As ficcionalizações da vida e da morte
Texto de Marco Fialho
Os filmes do coreano Hong Sang-Soo são hoje muito badalados por aqui. Mas foi só depois de "A visitante francesa" (2012), estrelado pela icônica atriz Isabelle Huppert, essa febre começou, embora a carreira do diretor já estava em curso há um bom tempo, pelo menos desde os anos 1990, filmes esses todos inéditos por aqui, fato este que lança uma enorme obscuridade sobre a obra dele antes do sucesso comercial aqui no Brasil. Por isso, cada filme realizado antes de 2012 lançado por aqui é motivo de festa. A plataforma MUBI incluiu recentemente um filme de 2005, "Conto de Cinema".
"Conto de Cinema" já possui vários traços estilísticos comuns à sua obra, como a utilização do zoom da câmera, as bebedeiras, as comilanças e a metalinguagem. Na trama, temos duas histórias narradas, uma que é um filme e outra que é o encontro de um fã com a atriz do filme. A exposição dessas duas camadas que são as mais superficiais, vão puxando outras camadas e reflexões para o filme.
As relações humanas já eram a ponta de lança dos filmes de Sang-Soo e em "Conto de Cinema" não é diferente, já que os conflitos que surgem são atravessado por amores esquisitos e inusitados. O cinema é uma das possibilidades de se discutir frontalmente a morte, de se morrer sem realmente morrer, de brincar com a inexorabilidade de sua permanente sombra. Tanto que no filme do diretor Yi Hyongsu a morte aparece glamourizada, como um ato romântico juvenil, mas quando o próprio diretor está à beira da morte, tudo muda de figura, pois o que vemos é a realidade dura com toda a sua dor e inevitabilidade.
Por mais que os velhos rituais de Sang-Soo soem repetitivos, não dá para negar que esperamos ansiosos por eles, em especial as cenas de embriaguez, onde de lei o diretor aproveita para que os desejos mais bizarros e recônditos dos personagens venham à tona como uma forte onda inesperada à beira-mar. O curioso é que Sang-Soo insere as bebedeiras tanto no filme de Yi Hyongsu quanto no seu, o que nos faz realmente refletir sobre a relação desses dois filmes, as abordagens ficcionais de Yi e de Sang-Soo. Evidente, que em última instância, ambos são filmes de Sang-Soo e esse é um dos atributos cômicos de Sang-Soo, inserir humor na ideia como um todo, não nas histórias especificamente, apesar que sempre tem cenas particularmente engraçadas também.

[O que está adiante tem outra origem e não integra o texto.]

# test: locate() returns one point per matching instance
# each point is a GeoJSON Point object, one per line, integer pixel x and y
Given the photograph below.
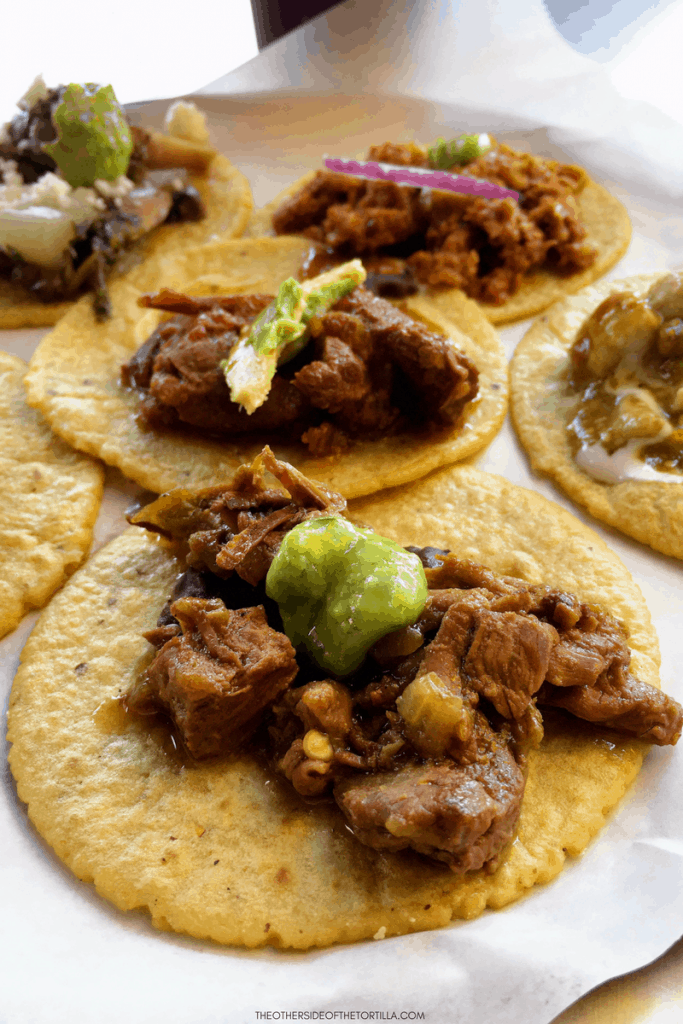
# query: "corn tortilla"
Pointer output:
{"type": "Point", "coordinates": [228, 203]}
{"type": "Point", "coordinates": [608, 229]}
{"type": "Point", "coordinates": [49, 499]}
{"type": "Point", "coordinates": [649, 511]}
{"type": "Point", "coordinates": [210, 849]}
{"type": "Point", "coordinates": [75, 381]}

Porém, não devemos esquecer o quanto Sang-Soo é afeiçoado em introduzir metalinguagem nas suas obras. Essa é uma brincadeira persistente do diretor, essa fricção entre o que é real e o que é imaginado, da confusão entre personagem e a pessoa da atriz ou ator. O personagem mais intrigante é Tongsu, um tipo de cineasta frustrado que se mostra obcecado pela atriz do filme e que depois de uma bebedeira confessa ser ele o autor da história do filme, que havia confidenciado ao diretor certa vez e a discussão sobre autoralidade brota com grande força, inclusive com um zoom que aproxima o espectador da cena, chamando a atenção para temas interessantes como egocentrismo, vaidade, entre outros.
Para Sang-Soo, um filme é fundamentalmente para pensar e isso fica evidente na última cena do filme. Entretanto, devemos pensar sobre coisas cruciais e decisivas, deixando vaidades, invejas e outros sentimentos de lado. Afinal, o que é viver e como devemos morrer? Escolher como morrer revela um fascínio, mas deixar de viver torna-se um martírio. Esse é o infortúnio de se estar vivo, ter que viver sabedor que um dia a morte virá. Essa é uma obra interessante de Sang-Soo, por trazer um enigma filosófico que fica martelando em nossa cabeça assim que o filme termina. Pensar sobre o fim é sempre difícil e doloroso, porque nos faz refletir sobre o que vamos fazer com o tempo que ainda nos resta.